Protection against enteric fever might be best achieved by a vaccine that stimulates IgG antibodies to "Vi" capsular polysaccharide in serum, IgG antibodies to "O" antigen in serum, and cell-mediated immune response.

Vi antigen vaccine

It contains the Vi polysaccharide antigen of S. Typhi. As Vi polysaccharide is the most important virulent factor, the antibodies against Vi antigen are protective against typhoid fever. It is a subunit-inactivated vaccine. It is freely available for use. Vi antigen vaccine is given in the dose of 0.5 ml intramuscularly either on the anterolateral aspect of the thigh or in the deltoid muscle. It is given as a single dose. It is given in children above 2 years of age.

Oral ty21a vaccine

This is no longer available. This is an oral live vaccine. It contains the ty21a strain of S. Typhi, which is a mutant strain lacking the UDP galactose epimerase enzyme. It induces local gut immunity without any systemic immunity. Live attenuated vaccine (Ty21a) is not able to elicit anti-Vi antibodies maybe because Vi expression is highly regulated. Also, unexpected symptoms like dizziness and pruritis, fatigue, and myalgia and occasional cases of reactive arthritis have also been reported with this vaccine. Oral ty21a vaccine is a course of 3 capsules given orally on alternate days. The capsules should be swallowed intact & not opened or chewed. In most, the pack contains 4 capsules and such 4 capsules are given on alternate days.

Since both these vaccines do not induce cell-mediated immunity, the protective efficacy lasts for 2-3 years in most of the vaccines, and booster doses are required every 2-3 years.

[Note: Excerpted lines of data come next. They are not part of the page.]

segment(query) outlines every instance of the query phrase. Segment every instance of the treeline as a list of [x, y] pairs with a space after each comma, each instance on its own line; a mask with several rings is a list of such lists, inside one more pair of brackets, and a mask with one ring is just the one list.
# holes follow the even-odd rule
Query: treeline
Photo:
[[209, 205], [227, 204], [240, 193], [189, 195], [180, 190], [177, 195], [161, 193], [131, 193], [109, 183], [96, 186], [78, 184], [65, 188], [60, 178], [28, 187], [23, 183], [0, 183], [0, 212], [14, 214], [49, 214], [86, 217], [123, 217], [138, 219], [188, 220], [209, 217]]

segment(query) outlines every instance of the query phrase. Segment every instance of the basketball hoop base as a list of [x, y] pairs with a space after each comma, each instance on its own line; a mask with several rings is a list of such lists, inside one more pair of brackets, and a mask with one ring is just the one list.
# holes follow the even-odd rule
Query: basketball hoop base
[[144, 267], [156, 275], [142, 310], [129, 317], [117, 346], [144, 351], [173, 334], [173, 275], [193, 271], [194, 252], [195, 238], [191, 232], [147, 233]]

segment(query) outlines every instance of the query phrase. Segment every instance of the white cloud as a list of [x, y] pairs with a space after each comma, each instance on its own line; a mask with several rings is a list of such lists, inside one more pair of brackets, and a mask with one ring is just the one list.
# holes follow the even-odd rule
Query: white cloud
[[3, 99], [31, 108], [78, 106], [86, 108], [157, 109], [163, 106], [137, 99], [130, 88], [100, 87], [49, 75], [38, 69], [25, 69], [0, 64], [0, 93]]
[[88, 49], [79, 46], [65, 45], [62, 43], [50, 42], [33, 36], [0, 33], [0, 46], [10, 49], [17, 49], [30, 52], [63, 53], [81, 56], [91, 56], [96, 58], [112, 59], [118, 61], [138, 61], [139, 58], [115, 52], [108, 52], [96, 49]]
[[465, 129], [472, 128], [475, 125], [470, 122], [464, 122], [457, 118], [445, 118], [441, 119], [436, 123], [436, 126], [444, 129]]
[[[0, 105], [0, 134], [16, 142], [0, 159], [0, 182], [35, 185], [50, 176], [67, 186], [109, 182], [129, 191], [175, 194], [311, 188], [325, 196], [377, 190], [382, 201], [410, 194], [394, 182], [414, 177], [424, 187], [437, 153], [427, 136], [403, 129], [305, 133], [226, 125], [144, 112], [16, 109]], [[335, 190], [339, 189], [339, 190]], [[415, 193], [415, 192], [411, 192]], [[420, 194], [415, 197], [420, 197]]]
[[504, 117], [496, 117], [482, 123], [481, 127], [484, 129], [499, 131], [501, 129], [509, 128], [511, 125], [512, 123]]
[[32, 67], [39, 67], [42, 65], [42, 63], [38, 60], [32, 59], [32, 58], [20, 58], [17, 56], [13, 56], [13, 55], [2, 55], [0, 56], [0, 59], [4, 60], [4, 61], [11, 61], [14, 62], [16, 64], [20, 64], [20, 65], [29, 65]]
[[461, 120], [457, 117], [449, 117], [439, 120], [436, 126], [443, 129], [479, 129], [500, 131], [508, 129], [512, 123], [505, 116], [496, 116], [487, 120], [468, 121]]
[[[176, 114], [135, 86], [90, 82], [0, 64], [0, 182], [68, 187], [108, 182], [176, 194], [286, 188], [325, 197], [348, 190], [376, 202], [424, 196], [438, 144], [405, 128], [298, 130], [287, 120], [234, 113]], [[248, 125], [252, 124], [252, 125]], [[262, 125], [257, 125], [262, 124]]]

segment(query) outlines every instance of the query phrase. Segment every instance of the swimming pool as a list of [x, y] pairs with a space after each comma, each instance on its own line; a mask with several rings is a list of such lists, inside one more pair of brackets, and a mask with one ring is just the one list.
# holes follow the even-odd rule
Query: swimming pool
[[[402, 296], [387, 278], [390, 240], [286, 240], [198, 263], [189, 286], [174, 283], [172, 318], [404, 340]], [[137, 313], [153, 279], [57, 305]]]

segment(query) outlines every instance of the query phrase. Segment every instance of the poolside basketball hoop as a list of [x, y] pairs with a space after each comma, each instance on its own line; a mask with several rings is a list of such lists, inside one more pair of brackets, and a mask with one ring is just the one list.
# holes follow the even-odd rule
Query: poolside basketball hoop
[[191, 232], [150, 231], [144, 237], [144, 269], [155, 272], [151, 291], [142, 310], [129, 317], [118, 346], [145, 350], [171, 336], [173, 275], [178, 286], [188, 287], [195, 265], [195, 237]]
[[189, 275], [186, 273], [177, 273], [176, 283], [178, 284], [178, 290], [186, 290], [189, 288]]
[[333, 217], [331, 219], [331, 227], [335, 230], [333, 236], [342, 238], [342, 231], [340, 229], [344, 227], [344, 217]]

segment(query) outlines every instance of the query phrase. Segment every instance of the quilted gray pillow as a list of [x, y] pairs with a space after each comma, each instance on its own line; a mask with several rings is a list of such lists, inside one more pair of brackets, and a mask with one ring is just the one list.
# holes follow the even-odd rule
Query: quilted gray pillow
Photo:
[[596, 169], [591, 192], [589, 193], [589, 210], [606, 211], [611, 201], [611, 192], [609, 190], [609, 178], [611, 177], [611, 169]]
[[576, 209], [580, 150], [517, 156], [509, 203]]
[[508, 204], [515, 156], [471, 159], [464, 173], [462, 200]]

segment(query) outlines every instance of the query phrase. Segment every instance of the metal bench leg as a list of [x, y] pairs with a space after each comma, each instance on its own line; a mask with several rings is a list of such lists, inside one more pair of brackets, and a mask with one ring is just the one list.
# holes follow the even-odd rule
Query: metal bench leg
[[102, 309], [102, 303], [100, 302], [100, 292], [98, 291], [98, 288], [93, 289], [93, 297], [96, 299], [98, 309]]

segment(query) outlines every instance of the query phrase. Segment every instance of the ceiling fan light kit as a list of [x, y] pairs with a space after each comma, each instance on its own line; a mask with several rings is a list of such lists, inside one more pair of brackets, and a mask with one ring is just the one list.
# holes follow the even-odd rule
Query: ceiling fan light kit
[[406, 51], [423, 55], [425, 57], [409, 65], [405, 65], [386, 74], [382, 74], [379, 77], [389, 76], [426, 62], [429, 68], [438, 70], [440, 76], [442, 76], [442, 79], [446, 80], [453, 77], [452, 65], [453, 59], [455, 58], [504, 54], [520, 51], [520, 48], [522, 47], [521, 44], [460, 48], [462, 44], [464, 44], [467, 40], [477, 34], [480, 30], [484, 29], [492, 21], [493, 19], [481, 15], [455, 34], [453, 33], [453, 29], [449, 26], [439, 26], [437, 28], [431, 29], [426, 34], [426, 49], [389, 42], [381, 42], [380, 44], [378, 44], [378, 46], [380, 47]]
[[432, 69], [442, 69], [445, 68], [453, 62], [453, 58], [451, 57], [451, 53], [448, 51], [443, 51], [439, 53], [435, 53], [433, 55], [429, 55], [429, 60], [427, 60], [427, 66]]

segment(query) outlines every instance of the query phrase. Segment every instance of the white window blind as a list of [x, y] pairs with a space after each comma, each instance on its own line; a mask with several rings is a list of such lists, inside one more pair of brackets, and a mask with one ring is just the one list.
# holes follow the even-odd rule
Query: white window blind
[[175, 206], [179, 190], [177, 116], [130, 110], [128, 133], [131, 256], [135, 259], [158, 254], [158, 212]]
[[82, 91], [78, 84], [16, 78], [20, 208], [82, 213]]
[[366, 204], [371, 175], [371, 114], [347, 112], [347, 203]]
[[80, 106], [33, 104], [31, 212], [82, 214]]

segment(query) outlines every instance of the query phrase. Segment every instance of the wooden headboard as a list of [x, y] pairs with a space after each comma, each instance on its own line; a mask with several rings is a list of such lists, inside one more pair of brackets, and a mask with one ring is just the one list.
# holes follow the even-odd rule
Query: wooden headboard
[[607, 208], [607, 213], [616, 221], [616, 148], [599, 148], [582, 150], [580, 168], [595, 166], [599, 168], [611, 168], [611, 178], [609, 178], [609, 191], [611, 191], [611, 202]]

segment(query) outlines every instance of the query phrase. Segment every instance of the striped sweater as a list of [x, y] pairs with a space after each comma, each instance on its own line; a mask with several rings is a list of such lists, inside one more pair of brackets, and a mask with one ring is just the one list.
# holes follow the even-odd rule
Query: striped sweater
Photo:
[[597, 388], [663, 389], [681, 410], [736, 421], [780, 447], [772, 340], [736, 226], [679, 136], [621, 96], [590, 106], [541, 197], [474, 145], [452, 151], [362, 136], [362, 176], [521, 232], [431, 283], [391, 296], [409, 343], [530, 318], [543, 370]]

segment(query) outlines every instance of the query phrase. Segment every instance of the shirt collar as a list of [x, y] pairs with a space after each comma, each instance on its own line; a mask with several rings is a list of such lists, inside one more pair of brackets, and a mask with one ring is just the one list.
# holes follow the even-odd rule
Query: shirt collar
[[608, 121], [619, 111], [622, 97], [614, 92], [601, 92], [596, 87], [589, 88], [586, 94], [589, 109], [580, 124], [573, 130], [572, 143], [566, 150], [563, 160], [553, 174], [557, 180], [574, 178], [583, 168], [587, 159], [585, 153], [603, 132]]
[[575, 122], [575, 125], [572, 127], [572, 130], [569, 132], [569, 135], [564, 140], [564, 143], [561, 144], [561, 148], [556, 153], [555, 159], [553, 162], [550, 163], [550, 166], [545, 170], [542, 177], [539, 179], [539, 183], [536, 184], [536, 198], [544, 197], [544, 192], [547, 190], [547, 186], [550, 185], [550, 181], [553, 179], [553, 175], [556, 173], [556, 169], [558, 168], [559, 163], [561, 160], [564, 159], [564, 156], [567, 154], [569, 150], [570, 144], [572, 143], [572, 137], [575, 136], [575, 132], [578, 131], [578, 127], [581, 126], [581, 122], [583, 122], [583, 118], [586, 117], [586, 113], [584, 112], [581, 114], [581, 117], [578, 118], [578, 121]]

Vi-polysaccharide conjugate typhoid vaccine (TCV): It is a Vi-capsular polysaccharide conjugate typhoid vaccine conjugated with tetanus toxoid. The dose of Vi polysaccharide is 25 µg/0.5 mL. The vaccine has been licensed by the Drug Controller General of India (DCGI) in August 2013 for clinical use in India. This vaccine has been approved for use in children below 1 year of age. Though seroconversion rates of 98.05% have been reported with this vaccine, the antibody titers fall significantly after 18 months suggesting that a booster dose may be required. However, when the booster dose should be given can only be established on long term follow up. The Indian Academy of Pediatrics recommends that the TCV can be given below one year of age, preferably between 9-12 months (minimum age 6 months). Since the incompatibility data with the measles vaccine is not available, it would be prudent to maintain an interval of at least 4 weeks with the former.